Pourquoi cela intéresse-t-il les investisseurs? D'abord parce que le Stabroek affiche certains des coûts de revient, ou breakeven, les plus bas au monde. Breakeven désigne le prix du pétrole nécessaire pour couvrir les coûts d'extraction. Cela signifie que ces projets restent compétitifs même si le baril connaît des fluctuations.
Trois acteurs occupent des positions complémentaires. ExxonMobil (XOM) dirige les opérations; Hess (HES) est partenaire de consortium - un consortium étant un groupement d'entreprises partageant coûts et risques - avec une exposition concentrée au Guyana; et Transocean (RIG) fournit les drillships, navires spécialisés de forage en eau profonde. La question qui se pose est donc: investir dans une seule valeur ou dans un écosystème?

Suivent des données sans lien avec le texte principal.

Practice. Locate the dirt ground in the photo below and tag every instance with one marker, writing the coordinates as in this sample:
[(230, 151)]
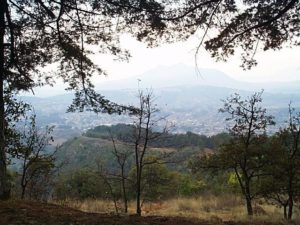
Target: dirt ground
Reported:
[(34, 213)]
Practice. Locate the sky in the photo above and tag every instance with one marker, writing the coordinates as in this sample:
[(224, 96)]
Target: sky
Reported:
[(281, 65), (272, 65)]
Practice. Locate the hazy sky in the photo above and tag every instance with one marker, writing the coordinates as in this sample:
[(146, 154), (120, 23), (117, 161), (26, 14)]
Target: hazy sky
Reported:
[(272, 65), (283, 65)]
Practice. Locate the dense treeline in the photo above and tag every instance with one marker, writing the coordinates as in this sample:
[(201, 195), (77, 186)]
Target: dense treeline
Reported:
[(123, 133), (102, 163)]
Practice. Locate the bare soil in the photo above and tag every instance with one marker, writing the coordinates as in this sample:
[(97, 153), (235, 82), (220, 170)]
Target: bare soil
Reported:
[(35, 213)]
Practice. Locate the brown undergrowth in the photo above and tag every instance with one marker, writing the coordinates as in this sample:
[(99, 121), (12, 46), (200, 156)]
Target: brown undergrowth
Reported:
[(35, 213)]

L'investissement conseillé ici vise l'écosystème. Opérateurs, contracteurs de forage, services sous-marins et prestataires de puits offrent des profils de risque et de rendement distincts. Nemo propose un panier structuré pour capter ce thème, offrant accès fractionné et négociation sans commission, ce qui facilite l'entrée pour les porteurs. Voir le détail du panier: Le boom offshore du Guyana : l'opportunité pétrolière qui échappe à la plupart des investisseurs.

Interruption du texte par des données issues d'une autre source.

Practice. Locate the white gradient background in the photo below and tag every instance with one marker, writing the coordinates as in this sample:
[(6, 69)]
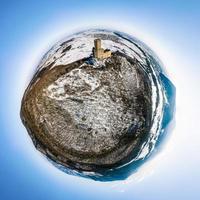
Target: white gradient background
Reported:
[(171, 28)]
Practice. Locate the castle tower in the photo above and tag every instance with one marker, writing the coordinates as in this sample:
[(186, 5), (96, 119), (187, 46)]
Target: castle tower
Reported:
[(99, 52), (97, 44)]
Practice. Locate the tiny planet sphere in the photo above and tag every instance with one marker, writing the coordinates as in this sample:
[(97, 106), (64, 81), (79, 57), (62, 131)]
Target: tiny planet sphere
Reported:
[(97, 103)]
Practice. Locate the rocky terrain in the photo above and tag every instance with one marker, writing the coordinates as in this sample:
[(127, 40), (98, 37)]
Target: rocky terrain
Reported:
[(89, 115)]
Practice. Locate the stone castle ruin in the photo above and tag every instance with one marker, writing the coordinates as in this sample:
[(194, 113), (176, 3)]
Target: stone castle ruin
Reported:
[(99, 52)]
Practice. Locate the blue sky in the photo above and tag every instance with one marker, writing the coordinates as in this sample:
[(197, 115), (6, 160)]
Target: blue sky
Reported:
[(29, 28)]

Les catalyseurs de valeur sont connus: obtention des approbations environnementales et décisions finales d'investissement, maintien ou hausse des prix du pétrole, signature de contrats de forage pluriannuels et investissements en infrastructures comme les FPSO et pipelines. Mais les risques sont réels. La sensibilité aux prix du pétrole, les retards réglementaires, les risques politiques au Guyana, les dépassements de coûts et la cyclicité des taux journaliers menacent la performance.

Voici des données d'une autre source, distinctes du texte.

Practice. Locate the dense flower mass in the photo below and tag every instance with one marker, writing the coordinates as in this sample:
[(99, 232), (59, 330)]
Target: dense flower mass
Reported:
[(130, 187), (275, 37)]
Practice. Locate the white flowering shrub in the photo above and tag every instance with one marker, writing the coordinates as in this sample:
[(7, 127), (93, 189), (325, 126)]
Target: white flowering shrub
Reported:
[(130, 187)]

Enfin, pour les investisseurs européens, considérez les enjeux ESG et réglementaires, la fiscalité locale et les frais de la plateforme. Ce texte n'est pas un conseil personnalisé. Tout investissement comporte un risque de perte en capital.
À titre d'ordre de grandeur, un breakeven inférieur à 30 dollars le baril (environ 27 €) renforce la marge de sécurité face à un cycle baissier. Les investisseurs doivent suivre XOM, HES et RIG pour différencier exposition prix versus cycle de contrats. Rappel: la performance passée n'est pas garantie et les délais opérationnels peuvent modifier substantiellement les perspectives, notamment.